On the mule side, this is less about lap times and more about correlation. Engineers will be poring over tyre temperatures, ride heights and aero balance, asking whether a season’s worth of 2026 CFD and simulator work actually survives contact with reality. Pirelli has even imposed a roughly 290–300 km/h speed cap on the straights to avoid over‑loading the narrower tyres, with extra DRS use to imitate straight‑line “low‑drag mode”. “We decided to avoid overloading the tyres on the straights… so, if you look at the laptime, it’s probably not fully representative. But it’s consistent,” explains Pirelli motorsport boss Mario Isola. That consistency is gold dust for teams trying to choose their 2026 setup philosophies before a single new‑regulation chassis turns a wheel. For the rookies, the brief is different but no less intense.
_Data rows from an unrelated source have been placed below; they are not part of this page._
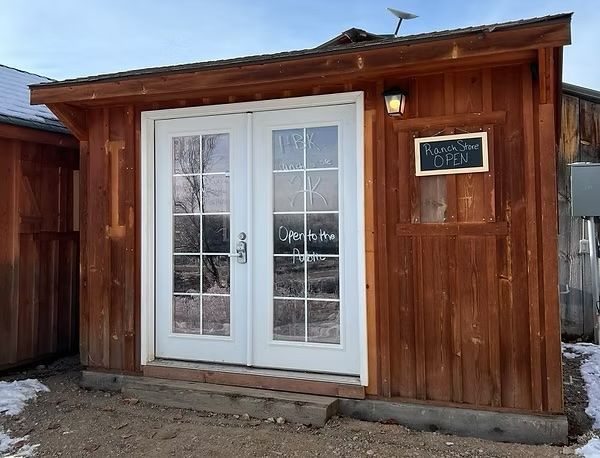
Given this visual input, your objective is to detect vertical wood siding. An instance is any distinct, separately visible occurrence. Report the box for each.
[559,93,600,339]
[0,136,79,370]
[79,57,563,413]
[80,107,137,372]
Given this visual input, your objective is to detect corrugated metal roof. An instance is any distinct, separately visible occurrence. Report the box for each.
[0,64,68,134]
[31,12,572,89]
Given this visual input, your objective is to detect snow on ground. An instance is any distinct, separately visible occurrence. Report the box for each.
[563,343,600,457]
[579,438,600,458]
[0,379,48,457]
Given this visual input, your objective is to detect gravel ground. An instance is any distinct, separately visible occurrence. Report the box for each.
[0,355,591,457]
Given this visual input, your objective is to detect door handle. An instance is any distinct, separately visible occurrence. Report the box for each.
[229,240,247,264]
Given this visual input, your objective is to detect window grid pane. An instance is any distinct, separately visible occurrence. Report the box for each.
[172,134,231,336]
[272,126,340,344]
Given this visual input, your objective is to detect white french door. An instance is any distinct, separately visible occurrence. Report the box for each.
[155,114,249,363]
[152,96,363,376]
[252,105,360,374]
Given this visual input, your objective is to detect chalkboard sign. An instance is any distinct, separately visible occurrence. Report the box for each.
[414,132,489,176]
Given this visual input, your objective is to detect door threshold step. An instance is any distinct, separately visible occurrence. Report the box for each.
[147,359,362,385]
[142,359,366,399]
[81,371,338,426]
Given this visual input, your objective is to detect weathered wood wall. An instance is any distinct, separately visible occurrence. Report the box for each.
[0,126,79,370]
[558,87,600,340]
[77,48,563,413]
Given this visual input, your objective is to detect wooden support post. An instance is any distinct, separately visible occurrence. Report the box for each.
[0,140,20,366]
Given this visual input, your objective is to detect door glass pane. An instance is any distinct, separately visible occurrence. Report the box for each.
[202,255,230,294]
[273,299,305,342]
[202,134,229,173]
[202,215,230,253]
[307,213,338,254]
[271,126,341,344]
[202,175,230,213]
[173,136,201,174]
[171,134,231,336]
[274,214,304,254]
[174,215,200,253]
[306,126,338,169]
[173,296,201,334]
[173,176,201,214]
[307,301,340,344]
[274,256,304,298]
[273,172,303,212]
[305,171,338,211]
[174,255,200,293]
[307,258,339,299]
[202,296,230,336]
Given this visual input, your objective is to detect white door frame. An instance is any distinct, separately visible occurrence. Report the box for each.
[140,92,368,385]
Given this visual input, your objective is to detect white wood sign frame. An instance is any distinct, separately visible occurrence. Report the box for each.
[414,131,489,177]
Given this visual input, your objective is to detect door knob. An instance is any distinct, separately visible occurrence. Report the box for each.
[229,240,247,264]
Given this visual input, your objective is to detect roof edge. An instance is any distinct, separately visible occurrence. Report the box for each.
[563,82,600,104]
[0,114,70,135]
[30,12,572,92]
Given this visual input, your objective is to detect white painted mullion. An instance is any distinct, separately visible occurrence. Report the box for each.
[198,135,204,335]
[303,127,308,343]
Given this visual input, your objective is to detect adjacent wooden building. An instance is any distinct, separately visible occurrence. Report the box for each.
[559,83,600,340]
[30,13,571,440]
[0,65,79,370]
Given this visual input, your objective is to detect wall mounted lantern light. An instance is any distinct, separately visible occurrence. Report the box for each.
[383,88,407,116]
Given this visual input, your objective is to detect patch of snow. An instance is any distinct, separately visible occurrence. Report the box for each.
[577,436,600,457]
[0,379,48,457]
[564,343,600,457]
[563,344,600,428]
[0,431,39,457]
[0,380,49,416]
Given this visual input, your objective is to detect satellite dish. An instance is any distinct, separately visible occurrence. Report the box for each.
[387,7,418,36]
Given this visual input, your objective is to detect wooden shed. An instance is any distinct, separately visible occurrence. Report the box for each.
[0,65,79,370]
[30,13,571,442]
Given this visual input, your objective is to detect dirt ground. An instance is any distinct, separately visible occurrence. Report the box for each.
[0,355,592,457]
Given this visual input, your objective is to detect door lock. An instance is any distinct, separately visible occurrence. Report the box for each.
[229,240,247,264]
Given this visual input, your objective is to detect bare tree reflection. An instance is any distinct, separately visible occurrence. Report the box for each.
[172,135,230,332]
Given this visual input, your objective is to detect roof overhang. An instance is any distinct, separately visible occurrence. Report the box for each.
[563,82,600,104]
[30,13,571,108]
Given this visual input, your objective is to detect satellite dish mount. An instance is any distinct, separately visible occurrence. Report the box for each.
[387,7,418,36]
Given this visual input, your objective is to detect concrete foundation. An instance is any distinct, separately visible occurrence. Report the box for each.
[339,398,568,445]
[80,370,338,427]
[80,370,568,444]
This is the longest continuous run most of them will have had in an F1 car: full fuel, live pit stops, tyre changes from green track to night‑time grip. For Hadjar, Antonelli and Lindblad in particular, it’s an audition for 2026 race seats; for O’Ward, Bortoleto, Beganovic and company, it’s a chance to show they can manage tyres, traffic and feedback like hardened pros rather than desperate juniors. By the time the Yas Marina lights finally flicker out on Tuesday evening, no trophies will be handed out and no points will be scored. But buried in terabytes of tyre data and driver debriefs will be the first clues to F1’s next era – who has guessed the 2026 rulebook correctly, which rookies look ready to step up, and which giants may be about to stumble. The season may be over, but the race to 2026 starts here.

Key Facts

  • The Abu Dhabi post‑season test runs on Tuesday from 09:00 to 18:00, with each team fielding two cars.
  • One ‘mule’ car per team runs Pirelli’s narrower 2026 tyres, while a second 2025 chassis is reserved for the mandatory young‑driver test.
  • Headline pairings include Norris/Piastri with O’Ward at McLaren, Leclerc/Hamilton with Beganovic at Ferrari, and Antonelli/Vesti for Mercedes.
  • Pirelli brings C2–C5 compounds for the mule cars (no C1 or full wets) and uses speed‑limited straights plus extra DRS to mimic 2026 active aero.
  • Rookies such as Hadjar, Lindblad, Maini, Bortoleto and Browning gain rare full‑day mileage as teams assess candidates for future race seats.